# Running a 14 month old???



## golfbum (Jan 11, 2010)

We have an active 14 month old female GSD, she gets walked abput 2.5 miles a day twice, I started letting her run next to my 4 wheeler three times a week or so, we go about 4-5 miles on snow packed roads, she usually is trotting about 14 mph and I will push her at times up to about 22 mph. She seems to love it but I dont want to overdue it if her bones are not yet ready for it. Is that to much or am I okay to keep letting her run? She also gets at least one day of hiking off leash a week.


----------



## PaddyD (Jul 22, 2010)

4-5 miles at that speed seems like you are slightly overdoing it. But that is just my opinion.
Might be a little too much.


----------



## Elaine (Sep 10, 2006)

I have to say that I'm not very comfortable with this as your dog could easily get run over by you. That said, if you are going to do this, you need to keep her at an easy trot - I have no idea of the actual mph just watch your dog - most of the time with periods of brisk trotting and dead out runs alternated with a slow jog to get her breath back. This way she uses all her muscle groups and has time to recover.

Never push her to go faster or farther if she doesn't seem to want to or seems out of breath. Always check for lameness before and after running to see if you are overdoing it and check pads for any damage.


----------



## ChancetheGSD (Dec 19, 2007)

Chance and I bike at around 7-8 MPH currently. We've done around 12-14MPH last year after we'd spent MONTHS training to that fast of a time.

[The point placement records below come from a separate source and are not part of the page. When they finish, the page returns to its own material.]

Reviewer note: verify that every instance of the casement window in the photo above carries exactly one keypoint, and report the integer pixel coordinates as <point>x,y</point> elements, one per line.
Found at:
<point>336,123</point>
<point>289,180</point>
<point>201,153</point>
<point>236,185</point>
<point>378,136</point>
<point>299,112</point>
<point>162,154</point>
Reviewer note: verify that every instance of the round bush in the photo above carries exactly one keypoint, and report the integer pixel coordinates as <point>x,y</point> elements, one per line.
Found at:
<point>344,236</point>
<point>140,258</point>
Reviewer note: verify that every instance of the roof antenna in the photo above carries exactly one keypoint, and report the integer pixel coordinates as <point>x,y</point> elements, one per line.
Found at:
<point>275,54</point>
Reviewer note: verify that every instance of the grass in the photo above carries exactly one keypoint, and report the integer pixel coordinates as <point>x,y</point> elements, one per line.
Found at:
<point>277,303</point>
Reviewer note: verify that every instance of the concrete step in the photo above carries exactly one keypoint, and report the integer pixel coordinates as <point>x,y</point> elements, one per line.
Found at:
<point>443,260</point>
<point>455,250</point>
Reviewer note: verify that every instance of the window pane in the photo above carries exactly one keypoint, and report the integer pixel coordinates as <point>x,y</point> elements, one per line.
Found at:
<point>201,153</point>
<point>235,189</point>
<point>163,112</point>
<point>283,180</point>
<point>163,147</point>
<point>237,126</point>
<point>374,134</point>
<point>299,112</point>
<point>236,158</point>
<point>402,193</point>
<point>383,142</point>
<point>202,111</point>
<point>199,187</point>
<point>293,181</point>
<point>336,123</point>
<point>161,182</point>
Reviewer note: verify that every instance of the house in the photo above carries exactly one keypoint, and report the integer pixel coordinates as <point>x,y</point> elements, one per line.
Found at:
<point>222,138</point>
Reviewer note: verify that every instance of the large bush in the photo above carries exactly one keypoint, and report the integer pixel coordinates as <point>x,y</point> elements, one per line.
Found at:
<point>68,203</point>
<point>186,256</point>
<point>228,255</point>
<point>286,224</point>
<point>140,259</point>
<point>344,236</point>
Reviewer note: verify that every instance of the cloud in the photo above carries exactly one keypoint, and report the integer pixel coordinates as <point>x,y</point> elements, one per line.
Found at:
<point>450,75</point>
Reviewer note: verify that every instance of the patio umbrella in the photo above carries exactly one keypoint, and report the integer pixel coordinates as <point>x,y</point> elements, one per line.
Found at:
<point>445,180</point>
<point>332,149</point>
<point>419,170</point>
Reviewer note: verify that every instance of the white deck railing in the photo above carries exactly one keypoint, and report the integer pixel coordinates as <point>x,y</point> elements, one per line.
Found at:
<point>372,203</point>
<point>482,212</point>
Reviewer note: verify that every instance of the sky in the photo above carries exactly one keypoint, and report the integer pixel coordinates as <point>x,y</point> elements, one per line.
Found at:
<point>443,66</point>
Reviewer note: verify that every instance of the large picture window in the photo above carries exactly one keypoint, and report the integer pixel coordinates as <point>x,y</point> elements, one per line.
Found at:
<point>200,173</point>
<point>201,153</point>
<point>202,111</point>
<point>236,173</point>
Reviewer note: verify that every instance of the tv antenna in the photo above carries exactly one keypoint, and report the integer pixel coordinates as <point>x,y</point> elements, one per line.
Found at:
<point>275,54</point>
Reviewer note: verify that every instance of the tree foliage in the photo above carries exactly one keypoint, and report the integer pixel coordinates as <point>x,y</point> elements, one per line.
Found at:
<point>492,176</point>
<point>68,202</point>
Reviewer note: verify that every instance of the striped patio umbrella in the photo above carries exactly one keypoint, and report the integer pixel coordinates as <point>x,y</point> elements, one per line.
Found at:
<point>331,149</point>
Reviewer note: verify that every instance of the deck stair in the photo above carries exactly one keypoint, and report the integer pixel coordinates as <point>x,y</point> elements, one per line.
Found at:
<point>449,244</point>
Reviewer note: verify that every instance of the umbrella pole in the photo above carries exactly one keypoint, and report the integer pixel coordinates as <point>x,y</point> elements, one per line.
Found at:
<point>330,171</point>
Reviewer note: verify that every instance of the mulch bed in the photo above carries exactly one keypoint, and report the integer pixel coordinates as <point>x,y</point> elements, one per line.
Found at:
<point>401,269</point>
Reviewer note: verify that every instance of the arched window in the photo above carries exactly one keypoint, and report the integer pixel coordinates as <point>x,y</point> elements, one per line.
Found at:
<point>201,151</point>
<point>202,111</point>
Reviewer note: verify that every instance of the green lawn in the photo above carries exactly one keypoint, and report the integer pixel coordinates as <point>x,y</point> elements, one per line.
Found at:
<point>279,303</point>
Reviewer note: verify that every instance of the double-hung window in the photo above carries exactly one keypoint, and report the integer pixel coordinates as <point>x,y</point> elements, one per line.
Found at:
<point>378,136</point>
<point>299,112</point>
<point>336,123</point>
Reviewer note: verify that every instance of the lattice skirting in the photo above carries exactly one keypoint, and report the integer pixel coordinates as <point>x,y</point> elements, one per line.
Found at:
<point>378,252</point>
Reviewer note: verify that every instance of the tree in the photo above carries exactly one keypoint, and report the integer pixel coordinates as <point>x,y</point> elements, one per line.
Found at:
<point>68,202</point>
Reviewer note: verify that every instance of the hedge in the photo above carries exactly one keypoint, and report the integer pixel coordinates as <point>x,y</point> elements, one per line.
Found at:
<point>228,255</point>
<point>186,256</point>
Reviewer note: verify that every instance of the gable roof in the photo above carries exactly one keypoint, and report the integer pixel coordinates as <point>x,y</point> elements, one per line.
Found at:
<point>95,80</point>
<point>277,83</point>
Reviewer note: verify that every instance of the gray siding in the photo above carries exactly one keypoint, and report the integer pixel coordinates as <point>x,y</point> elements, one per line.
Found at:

I think it's great she's getting as much exercise as she does, but just remember to be careful. Add miles slowly and don't push her further than she is ok with. I know Chance will literally run until he collapses which means it's MY responsibility to know when to call it quits. If he starts slowing down even a bit, I back off and we take it slower home. It doesn't mean he can't eventually work up to levels your dog is doing but at 14 months old, I doubt the dog has had enough time to properly get up to running something like 15-20+ MPH.

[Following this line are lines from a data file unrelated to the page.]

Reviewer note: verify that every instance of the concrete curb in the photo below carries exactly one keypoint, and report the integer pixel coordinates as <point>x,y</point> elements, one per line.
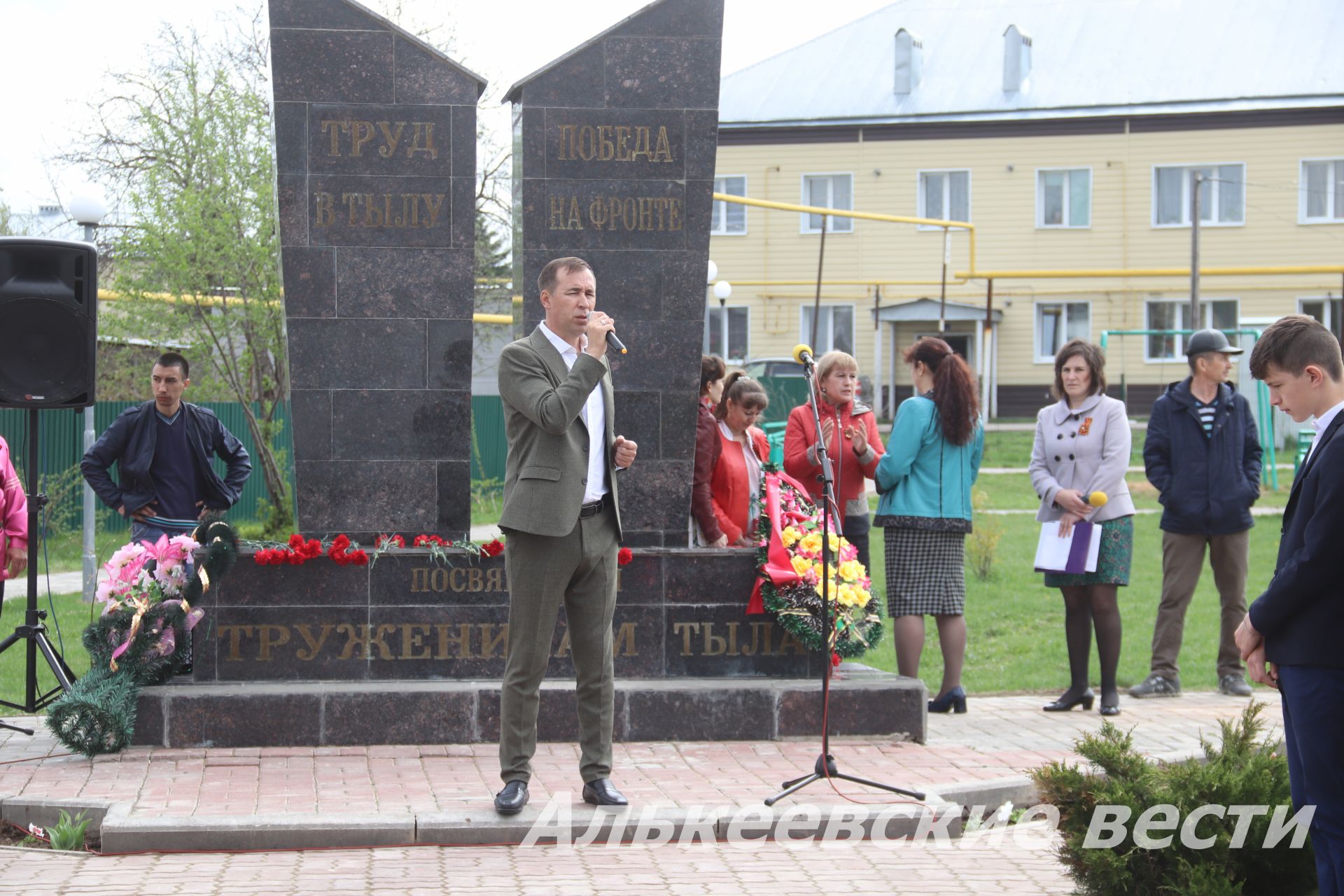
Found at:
<point>128,834</point>
<point>575,821</point>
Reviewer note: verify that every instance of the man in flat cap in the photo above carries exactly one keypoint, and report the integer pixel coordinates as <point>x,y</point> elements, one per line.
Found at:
<point>1203,456</point>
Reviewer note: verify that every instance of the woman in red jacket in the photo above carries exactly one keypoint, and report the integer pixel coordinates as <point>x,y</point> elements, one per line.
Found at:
<point>14,522</point>
<point>853,442</point>
<point>705,526</point>
<point>736,484</point>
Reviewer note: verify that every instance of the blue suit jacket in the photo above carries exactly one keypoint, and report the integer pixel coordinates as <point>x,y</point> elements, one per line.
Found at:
<point>1301,613</point>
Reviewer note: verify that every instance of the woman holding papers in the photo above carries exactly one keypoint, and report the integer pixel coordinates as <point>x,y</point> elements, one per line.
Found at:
<point>925,480</point>
<point>1082,448</point>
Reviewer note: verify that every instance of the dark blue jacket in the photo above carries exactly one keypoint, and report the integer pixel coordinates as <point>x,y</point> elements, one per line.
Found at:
<point>130,442</point>
<point>1206,485</point>
<point>1301,612</point>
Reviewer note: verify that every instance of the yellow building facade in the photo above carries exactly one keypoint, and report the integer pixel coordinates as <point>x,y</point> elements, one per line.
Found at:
<point>1007,179</point>
<point>1073,164</point>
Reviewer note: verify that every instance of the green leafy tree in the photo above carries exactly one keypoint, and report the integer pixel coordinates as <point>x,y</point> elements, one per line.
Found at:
<point>183,146</point>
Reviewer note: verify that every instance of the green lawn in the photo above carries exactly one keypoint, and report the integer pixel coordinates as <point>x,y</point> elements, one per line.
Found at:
<point>73,615</point>
<point>1016,625</point>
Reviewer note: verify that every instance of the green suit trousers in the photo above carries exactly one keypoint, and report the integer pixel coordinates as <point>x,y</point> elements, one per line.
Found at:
<point>578,571</point>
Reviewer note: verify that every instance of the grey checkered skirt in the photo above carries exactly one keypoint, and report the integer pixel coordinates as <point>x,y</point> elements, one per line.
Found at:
<point>925,573</point>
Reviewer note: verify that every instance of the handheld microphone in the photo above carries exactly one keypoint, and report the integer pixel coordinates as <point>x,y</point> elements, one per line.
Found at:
<point>612,340</point>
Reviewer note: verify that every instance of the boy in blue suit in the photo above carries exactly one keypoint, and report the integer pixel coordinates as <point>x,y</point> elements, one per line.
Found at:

I also want to add that Elaine has several good points. Especially about being careful not to run her over. Even if she CAN do high speeds next to it, there is always that risk she could be hit and the faster you're going the harder it'll be to slow down and the more likely you'll be to hit and kill your dog. For me, I also worry about the herding instinct. I'd be scared my dog would get OVER excited and start nipping tires even though he isn't a car chaser or anything.


----------